Japan cuts number of visiting Games officials by more than half


Japanese Olympic Games organisers have decided to reduce by more than 50 per cent the expected number of visiting officials the Olympics and Paralympics amid the Covid-19 pandemic.

The number will be cut to about 78,000 people for the events in July, August and September.

The Tokyo Olympics organising committee said it had estimated about 177,000 officials would visit the Tokyo Games and the Paralympics before the outbreak of the coronavirus last year, which delayed the events by 12 months.

The committee now expects about 59,000 officials from overseas to come to the Olympics, down sharply from 141,000 it had initially planned, reports DPA.

The organisers also slashed the number of officials expected to attend the Paralympics to about 19,000 officials from 36,000.

Organising committee chief executive Toshiro Muto said they will make a final decision next month on how many spectators would be allowed to enter the venues.

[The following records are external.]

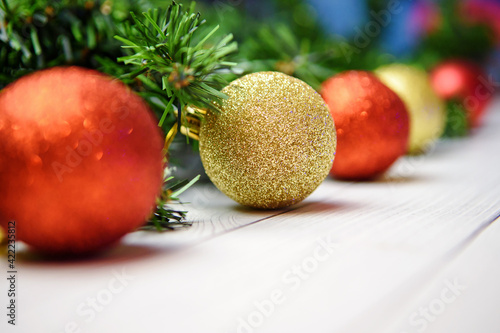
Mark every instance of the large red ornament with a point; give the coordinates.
(466, 83)
(81, 160)
(371, 121)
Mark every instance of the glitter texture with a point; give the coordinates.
(273, 142)
(427, 111)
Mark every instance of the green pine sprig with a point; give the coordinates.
(165, 218)
(178, 64)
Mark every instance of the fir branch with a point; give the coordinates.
(167, 53)
(277, 48)
(165, 218)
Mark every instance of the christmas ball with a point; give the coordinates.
(426, 110)
(81, 160)
(371, 121)
(466, 84)
(272, 143)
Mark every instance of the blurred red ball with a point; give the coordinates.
(81, 160)
(466, 83)
(372, 124)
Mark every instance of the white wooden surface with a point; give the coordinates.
(354, 257)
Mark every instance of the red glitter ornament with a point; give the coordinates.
(371, 121)
(467, 84)
(81, 160)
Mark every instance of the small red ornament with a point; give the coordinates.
(465, 82)
(81, 160)
(371, 121)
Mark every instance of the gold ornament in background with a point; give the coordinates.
(427, 111)
(273, 142)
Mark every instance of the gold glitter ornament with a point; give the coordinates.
(426, 110)
(273, 142)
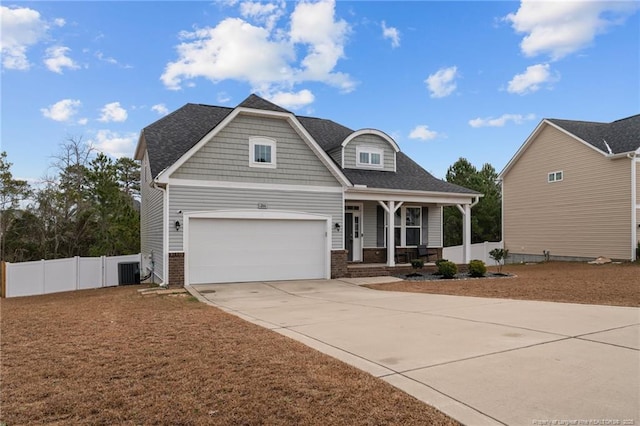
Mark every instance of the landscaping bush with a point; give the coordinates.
(439, 261)
(477, 268)
(447, 269)
(417, 263)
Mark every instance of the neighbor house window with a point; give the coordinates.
(407, 226)
(262, 152)
(555, 176)
(369, 157)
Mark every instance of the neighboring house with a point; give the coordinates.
(257, 193)
(572, 190)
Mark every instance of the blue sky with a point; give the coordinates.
(444, 79)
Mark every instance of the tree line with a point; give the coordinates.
(486, 216)
(88, 206)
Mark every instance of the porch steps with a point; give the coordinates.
(357, 270)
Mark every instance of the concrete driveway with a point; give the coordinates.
(481, 361)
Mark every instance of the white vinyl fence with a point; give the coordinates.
(52, 276)
(479, 251)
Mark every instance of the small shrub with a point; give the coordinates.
(447, 269)
(439, 261)
(499, 255)
(417, 263)
(477, 268)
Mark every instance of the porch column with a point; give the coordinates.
(391, 211)
(465, 209)
(391, 249)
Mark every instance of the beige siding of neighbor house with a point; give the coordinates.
(151, 221)
(587, 214)
(369, 141)
(226, 157)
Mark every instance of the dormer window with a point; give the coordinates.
(369, 157)
(262, 152)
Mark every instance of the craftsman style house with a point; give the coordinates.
(257, 193)
(572, 192)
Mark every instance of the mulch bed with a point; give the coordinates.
(112, 356)
(570, 282)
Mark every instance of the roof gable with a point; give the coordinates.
(609, 139)
(617, 137)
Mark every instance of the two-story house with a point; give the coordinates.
(571, 192)
(257, 193)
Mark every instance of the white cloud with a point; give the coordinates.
(57, 59)
(442, 83)
(160, 109)
(113, 112)
(314, 25)
(266, 13)
(392, 34)
(261, 55)
(422, 132)
(559, 28)
(62, 110)
(531, 80)
(501, 121)
(115, 144)
(21, 28)
(293, 100)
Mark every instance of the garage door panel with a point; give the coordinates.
(235, 250)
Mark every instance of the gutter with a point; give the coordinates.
(634, 204)
(165, 238)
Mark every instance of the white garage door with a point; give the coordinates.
(224, 250)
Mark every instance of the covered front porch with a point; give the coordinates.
(416, 231)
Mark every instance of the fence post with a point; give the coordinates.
(103, 264)
(44, 276)
(3, 279)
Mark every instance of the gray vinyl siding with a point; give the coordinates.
(587, 214)
(192, 199)
(226, 156)
(372, 141)
(434, 232)
(151, 222)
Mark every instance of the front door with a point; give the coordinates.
(352, 233)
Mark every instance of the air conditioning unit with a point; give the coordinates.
(128, 273)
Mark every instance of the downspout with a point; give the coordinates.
(165, 237)
(634, 205)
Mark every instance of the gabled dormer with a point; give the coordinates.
(369, 149)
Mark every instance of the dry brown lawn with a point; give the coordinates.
(111, 356)
(610, 284)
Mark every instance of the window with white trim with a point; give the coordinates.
(407, 226)
(262, 152)
(369, 157)
(555, 176)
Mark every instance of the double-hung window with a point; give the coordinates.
(407, 226)
(369, 157)
(262, 152)
(555, 176)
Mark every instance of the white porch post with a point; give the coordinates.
(391, 249)
(465, 209)
(391, 211)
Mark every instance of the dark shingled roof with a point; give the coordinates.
(172, 136)
(409, 176)
(621, 135)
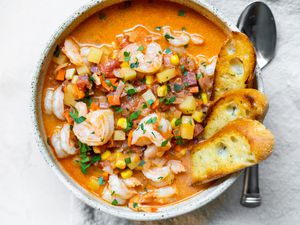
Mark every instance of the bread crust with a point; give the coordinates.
(250, 100)
(225, 79)
(259, 139)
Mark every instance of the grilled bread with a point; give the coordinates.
(239, 144)
(235, 65)
(237, 104)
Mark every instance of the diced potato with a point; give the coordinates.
(166, 75)
(119, 135)
(83, 70)
(93, 184)
(135, 160)
(96, 79)
(126, 174)
(105, 155)
(69, 97)
(61, 59)
(162, 90)
(149, 96)
(149, 79)
(94, 55)
(198, 116)
(70, 73)
(128, 73)
(188, 106)
(187, 127)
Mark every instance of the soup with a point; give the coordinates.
(124, 100)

The International Olympic Committee (IOC) and Japanese organisers agreed in March to ban overseas spectators from attending the Games due to the pandemic.

The organisers also plan to cut 30 per cent of about 10,000 medical staff they had initially planned for during the Games as part of its simplification efforts, they said.

Doctors and nurses in Japan have expressed strong opposition to the Olympics with hospitals strained by rising numbers of coronavirus infections across the country, while the IOC and Japanese organisers are pressing ahead with the Games.

Also on Wednesday, the Japanese Olympic Committee (JOC) said Japan’s Olympic athletes would soon start getting coronavirus vaccination, despite the extremely slow pace of vaccination in the country.

The inoculations for about 1,600 people, including coaches and some 600 athletes, will kick off on June 1 ahead of the scheduled July 23 start of the Games, the JOC said.

Tokyo Olympics coordination commission chair John Coates told a meeting recently that the Games will be staged even under a state of emergency. His comment sparked anger on social media as 60 to 80 per cent of Japanese people oppose the Olympics amid the pandemic.